# Wie komplett iTunes auf anderen PC übertragen?



## Raz3r (8. Juni 2010)

*Wie komplett iTunes auf anderen PC übertragen?*

Hi,

ich hab ja seid ein paar Tagen einen neuen PC und ich hab mein iPhone so lange bei meiner Mutter benutzt. 

Wenn ich jetzt auf meinem neuen PC iTunes installe sollen ja beim Synkronisieren alle Daten gelöscht werden (war bei nem Kumpel auch so).

Da ich das nicht möchte, wie kann ich das Backup was immer angelegt wird beim Synkronisieren auf menen neuen PC übertragen? So das alles so bleibt wie es ist?

Vielen Dank schonmal im Vorraus.

mfg Raz3r


----------



## lazy (8. Juni 2010)

*AW: Wie komplett iTunes auf anderen PC übertragen?*

Meinst du die Daten von iTunes auf deinem PC oder auf dem iPhone?
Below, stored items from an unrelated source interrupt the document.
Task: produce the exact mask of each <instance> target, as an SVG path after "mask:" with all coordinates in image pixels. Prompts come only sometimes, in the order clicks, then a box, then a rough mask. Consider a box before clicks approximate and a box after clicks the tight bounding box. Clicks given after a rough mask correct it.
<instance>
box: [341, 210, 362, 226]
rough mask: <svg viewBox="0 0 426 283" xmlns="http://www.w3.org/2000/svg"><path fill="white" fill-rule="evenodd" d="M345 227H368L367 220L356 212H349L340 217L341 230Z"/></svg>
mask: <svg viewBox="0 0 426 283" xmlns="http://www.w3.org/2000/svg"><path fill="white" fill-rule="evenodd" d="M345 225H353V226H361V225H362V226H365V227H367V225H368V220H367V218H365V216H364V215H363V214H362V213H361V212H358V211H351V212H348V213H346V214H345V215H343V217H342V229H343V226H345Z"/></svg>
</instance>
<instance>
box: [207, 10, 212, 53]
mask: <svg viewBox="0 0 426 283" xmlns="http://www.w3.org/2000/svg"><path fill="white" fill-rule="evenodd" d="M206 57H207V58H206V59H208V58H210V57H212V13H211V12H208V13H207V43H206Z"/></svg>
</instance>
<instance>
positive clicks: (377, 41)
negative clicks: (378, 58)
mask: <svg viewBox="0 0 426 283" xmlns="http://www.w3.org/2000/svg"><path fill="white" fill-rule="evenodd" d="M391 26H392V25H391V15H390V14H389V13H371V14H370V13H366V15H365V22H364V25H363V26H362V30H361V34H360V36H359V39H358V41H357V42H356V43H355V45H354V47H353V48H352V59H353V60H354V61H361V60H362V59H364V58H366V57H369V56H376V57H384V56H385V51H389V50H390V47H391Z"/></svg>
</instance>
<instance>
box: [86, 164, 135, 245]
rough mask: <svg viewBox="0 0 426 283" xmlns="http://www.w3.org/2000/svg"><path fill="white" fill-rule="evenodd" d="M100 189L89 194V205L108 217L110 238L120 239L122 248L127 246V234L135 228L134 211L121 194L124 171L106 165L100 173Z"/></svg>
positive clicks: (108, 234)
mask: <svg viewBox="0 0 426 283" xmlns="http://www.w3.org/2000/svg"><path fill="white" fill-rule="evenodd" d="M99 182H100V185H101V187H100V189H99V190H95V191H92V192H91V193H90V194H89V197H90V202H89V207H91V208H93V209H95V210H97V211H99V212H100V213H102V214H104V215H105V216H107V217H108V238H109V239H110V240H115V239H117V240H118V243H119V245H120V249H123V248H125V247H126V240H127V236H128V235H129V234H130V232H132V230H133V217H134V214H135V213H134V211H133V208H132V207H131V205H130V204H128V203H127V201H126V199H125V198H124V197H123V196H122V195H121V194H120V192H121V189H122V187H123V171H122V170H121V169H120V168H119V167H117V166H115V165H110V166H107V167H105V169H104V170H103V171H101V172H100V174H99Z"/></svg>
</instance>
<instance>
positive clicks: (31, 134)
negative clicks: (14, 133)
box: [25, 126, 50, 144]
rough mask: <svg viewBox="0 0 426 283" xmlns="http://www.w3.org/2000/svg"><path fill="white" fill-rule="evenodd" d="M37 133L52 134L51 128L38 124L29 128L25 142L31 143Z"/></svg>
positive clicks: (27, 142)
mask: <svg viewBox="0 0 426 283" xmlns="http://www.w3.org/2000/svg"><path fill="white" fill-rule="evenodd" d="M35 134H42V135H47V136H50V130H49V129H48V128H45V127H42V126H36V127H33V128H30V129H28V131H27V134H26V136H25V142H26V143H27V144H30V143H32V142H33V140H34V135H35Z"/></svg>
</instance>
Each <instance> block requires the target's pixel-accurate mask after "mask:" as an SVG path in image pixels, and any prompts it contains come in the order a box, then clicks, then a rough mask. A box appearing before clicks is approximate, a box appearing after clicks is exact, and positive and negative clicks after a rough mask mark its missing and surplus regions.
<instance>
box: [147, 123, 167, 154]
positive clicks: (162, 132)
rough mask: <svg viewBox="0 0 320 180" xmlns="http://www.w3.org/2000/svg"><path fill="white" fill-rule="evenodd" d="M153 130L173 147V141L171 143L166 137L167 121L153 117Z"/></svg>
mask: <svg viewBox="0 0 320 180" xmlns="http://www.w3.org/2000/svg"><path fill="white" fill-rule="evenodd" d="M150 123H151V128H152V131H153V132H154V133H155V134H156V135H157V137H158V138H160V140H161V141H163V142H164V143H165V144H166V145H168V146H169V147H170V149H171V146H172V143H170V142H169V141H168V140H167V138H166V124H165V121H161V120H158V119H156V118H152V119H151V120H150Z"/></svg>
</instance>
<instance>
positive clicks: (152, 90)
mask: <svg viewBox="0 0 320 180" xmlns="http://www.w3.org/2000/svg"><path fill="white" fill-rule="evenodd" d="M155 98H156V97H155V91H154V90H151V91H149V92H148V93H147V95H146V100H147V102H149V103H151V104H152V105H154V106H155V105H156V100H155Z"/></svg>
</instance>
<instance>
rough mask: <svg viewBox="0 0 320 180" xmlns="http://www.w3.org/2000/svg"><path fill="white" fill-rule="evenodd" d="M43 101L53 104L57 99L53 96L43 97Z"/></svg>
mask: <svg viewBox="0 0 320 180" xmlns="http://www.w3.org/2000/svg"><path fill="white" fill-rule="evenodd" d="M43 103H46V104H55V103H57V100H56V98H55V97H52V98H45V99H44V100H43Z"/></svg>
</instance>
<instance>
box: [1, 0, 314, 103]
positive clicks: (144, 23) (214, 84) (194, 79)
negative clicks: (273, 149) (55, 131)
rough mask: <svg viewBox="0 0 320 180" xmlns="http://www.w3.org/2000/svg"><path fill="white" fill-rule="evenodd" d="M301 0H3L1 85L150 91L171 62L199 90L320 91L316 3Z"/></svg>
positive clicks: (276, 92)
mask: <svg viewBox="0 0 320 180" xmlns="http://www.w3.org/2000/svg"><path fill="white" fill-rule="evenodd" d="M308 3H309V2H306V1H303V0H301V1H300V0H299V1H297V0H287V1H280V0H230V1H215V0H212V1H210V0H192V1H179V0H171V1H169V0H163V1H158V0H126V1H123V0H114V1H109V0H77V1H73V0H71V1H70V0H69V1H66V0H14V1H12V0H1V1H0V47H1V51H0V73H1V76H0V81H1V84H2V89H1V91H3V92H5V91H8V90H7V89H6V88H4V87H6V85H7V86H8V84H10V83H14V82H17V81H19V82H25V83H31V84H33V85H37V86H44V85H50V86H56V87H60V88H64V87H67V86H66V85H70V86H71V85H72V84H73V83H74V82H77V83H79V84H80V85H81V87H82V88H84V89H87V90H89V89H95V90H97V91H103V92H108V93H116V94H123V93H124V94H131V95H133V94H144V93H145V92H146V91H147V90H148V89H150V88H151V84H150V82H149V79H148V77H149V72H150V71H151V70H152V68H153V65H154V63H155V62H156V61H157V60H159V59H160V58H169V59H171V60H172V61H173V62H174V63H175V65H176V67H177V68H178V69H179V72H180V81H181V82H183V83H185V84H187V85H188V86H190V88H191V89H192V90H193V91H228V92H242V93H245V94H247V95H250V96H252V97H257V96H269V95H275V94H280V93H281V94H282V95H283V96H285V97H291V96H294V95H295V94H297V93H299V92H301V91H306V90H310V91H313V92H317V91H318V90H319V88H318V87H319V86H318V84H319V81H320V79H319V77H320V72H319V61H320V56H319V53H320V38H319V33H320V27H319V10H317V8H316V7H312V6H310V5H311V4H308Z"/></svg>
Das kommt imo auf den Account an - es gibt auch Backup Programme für das iPhone (copy trans baut die auch glaube ich)...


----------



## midnight (8. Juni 2010)

*AW: Wie komplett iTunes auf anderen PC übertragen?*

Sicher den iTunes-Musikordner und die beiden Apple-Ordner im Appdata-Ordner, kopier die dann auf den neuen Rechner und alles ist wie vorher.

so far


----------



## lazy (8. Juni 2010)

*AW: Wie komplett iTunes auf anderen PC übertragen?*

Sollte der bei Windows nicht unter "Anwendungsdaten" liegen wenn ich mich so erinnere - bei Linux braucht man kein iTunes


----------



## Raz3r (9. Juni 2010)

*AW: Wie komplett iTunes auf anderen PC übertragen?*

Also ich nutze Win7 und wollte halt meine Apps, Musik, Videos, Fotos und alles auf meinen PC übertragen.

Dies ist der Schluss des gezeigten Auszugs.